Yes, and a shotgun is NOT what defense experts recommend for clearing or defending a home. A shotgun carried around a house will have to be pointed up at the ceiling or down at the floor as you round corners or else it will precede you and give your position/approach away to an aggressor. Bad idea. And if you're avoiding leading with the muzzle, you will not have a chance to bring that muzzle on target when you need to, if the aggressor rushes you. A handgun can be used in such a way that it does not have to precede you around corners but can still be pointed toward the threat. It requires only one hand to use, whereas the shotgun requires two. (Yes, optimally you use two hands on the handgun, but you CAN use only one, and you CANNOT use the shotgun with only one.) With the handgun you can fend off a close-quarters threat while retaining the weapon and firing it. A shotgun is NOT -- especially in close-quarters home use -- a gun that will hit a target no matter how poorly you aim. YOU STILL HAVE TO AIM A SHOTGUN, because the spread in a room that is maybe 25 feet long is NOT as much as you THINK it is. It is not "hard to miss" with a shotgun.
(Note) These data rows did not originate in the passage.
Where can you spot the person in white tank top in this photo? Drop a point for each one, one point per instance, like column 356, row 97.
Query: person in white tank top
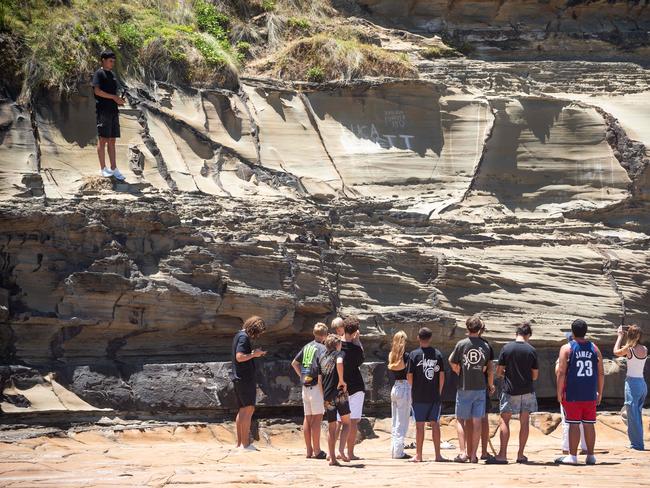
column 636, row 389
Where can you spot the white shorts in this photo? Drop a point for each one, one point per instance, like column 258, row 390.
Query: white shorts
column 312, row 400
column 356, row 405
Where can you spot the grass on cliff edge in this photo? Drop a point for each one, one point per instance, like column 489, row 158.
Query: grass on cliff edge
column 327, row 57
column 168, row 40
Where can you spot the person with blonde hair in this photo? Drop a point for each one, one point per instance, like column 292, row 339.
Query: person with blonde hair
column 305, row 364
column 400, row 394
column 470, row 360
column 636, row 389
column 242, row 375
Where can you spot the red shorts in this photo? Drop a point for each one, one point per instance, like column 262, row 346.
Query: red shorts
column 580, row 412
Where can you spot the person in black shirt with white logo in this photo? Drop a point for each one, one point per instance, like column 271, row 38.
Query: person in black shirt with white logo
column 106, row 105
column 352, row 361
column 331, row 373
column 243, row 377
column 519, row 368
column 426, row 374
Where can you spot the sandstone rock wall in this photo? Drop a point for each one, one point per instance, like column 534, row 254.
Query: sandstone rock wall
column 514, row 190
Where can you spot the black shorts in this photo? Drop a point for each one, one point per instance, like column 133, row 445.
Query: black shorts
column 246, row 393
column 339, row 405
column 108, row 124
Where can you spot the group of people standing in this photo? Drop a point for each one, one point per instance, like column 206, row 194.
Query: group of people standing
column 333, row 387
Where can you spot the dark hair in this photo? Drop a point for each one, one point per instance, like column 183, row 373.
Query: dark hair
column 579, row 328
column 474, row 323
column 424, row 334
column 254, row 327
column 351, row 324
column 524, row 329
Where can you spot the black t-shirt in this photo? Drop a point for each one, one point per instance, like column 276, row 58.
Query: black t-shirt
column 244, row 371
column 107, row 82
column 519, row 359
column 395, row 375
column 308, row 359
column 327, row 369
column 352, row 360
column 490, row 357
column 425, row 364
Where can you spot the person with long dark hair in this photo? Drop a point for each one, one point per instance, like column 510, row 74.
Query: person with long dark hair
column 636, row 388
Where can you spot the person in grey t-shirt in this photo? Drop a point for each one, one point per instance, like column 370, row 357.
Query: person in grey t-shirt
column 470, row 360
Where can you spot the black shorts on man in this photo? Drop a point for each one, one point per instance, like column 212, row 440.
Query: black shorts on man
column 108, row 125
column 339, row 405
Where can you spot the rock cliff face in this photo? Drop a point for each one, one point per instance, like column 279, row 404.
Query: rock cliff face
column 517, row 190
column 530, row 29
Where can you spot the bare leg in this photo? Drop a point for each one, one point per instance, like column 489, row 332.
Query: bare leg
column 524, row 429
column 504, row 435
column 111, row 152
column 485, row 436
column 435, row 436
column 590, row 438
column 419, row 441
column 315, row 433
column 476, row 438
column 306, row 431
column 101, row 153
column 461, row 428
column 331, row 442
column 352, row 438
column 345, row 429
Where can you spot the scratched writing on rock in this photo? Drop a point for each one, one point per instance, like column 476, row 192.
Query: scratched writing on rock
column 394, row 121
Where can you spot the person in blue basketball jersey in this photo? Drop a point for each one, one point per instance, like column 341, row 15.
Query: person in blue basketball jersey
column 580, row 382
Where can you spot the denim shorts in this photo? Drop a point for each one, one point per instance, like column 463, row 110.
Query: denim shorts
column 517, row 404
column 470, row 404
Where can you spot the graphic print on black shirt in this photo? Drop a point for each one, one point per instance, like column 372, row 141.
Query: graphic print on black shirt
column 308, row 359
column 425, row 364
column 352, row 360
column 327, row 369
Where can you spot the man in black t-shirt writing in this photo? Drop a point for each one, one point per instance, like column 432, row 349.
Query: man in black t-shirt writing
column 518, row 367
column 426, row 374
column 243, row 377
column 352, row 361
column 331, row 373
column 106, row 105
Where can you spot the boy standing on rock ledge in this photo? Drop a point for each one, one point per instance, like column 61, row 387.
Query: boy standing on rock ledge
column 108, row 123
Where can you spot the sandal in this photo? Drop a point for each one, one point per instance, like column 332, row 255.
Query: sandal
column 494, row 460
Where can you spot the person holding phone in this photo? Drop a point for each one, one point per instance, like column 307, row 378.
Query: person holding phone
column 243, row 377
column 636, row 389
No one said that if you didn't use a shotgun, your only alternative was a .357 magnum with ball ammo, dude. There are LOTS of handguns out there that are ideal for home defense. Throw a SureFire X300 light on a Glock 22 with 15+1 rounds of .40 HydraShok in it. PRESTO! GREAT home defense gun. See, hollow-point ammunition is designed for non-overpenetration. Do you really think that 00 Buckshot is guaranteed to not go through sheetrock to your daughter's bedroom? Come on.
Name the last three times that ACTUAL automatic weapons were used in the commission of a crime in the U.S., please. Then specify whether they were owned within the law or outside the law. So if you make it "harder to get" them, what would change? The crimes committed with automatic weapons are so infinitesimally scarce already, and the ones that do occur are committed with guns that were already illegally owned. No, what's common sense is that when GOOD people are forbidden to own guns, the BAD people--who keep their guns no matter what the law says-- then know that everyone is disarmed and easy to vanquish. So they do: just like in merry old England, whose crime has gone up by a factor of several hundreds of percent since their 1997 all-out firearms ban. What a foolish thing to say. Have you not read of the repeated instances of people killing half a dozen or more innocent victims with SWORDS and KNIVES? It happens in China and Japan where there is "gun control." Only FOOLS believe that if you take guns out of the equation, but leave the criminals and psychos to remain, you will stop violence. A gun left in a room full of people who are not violent will hurt no one. A psycho in a room without a gun will still hurt people. Get a fuckin' clue.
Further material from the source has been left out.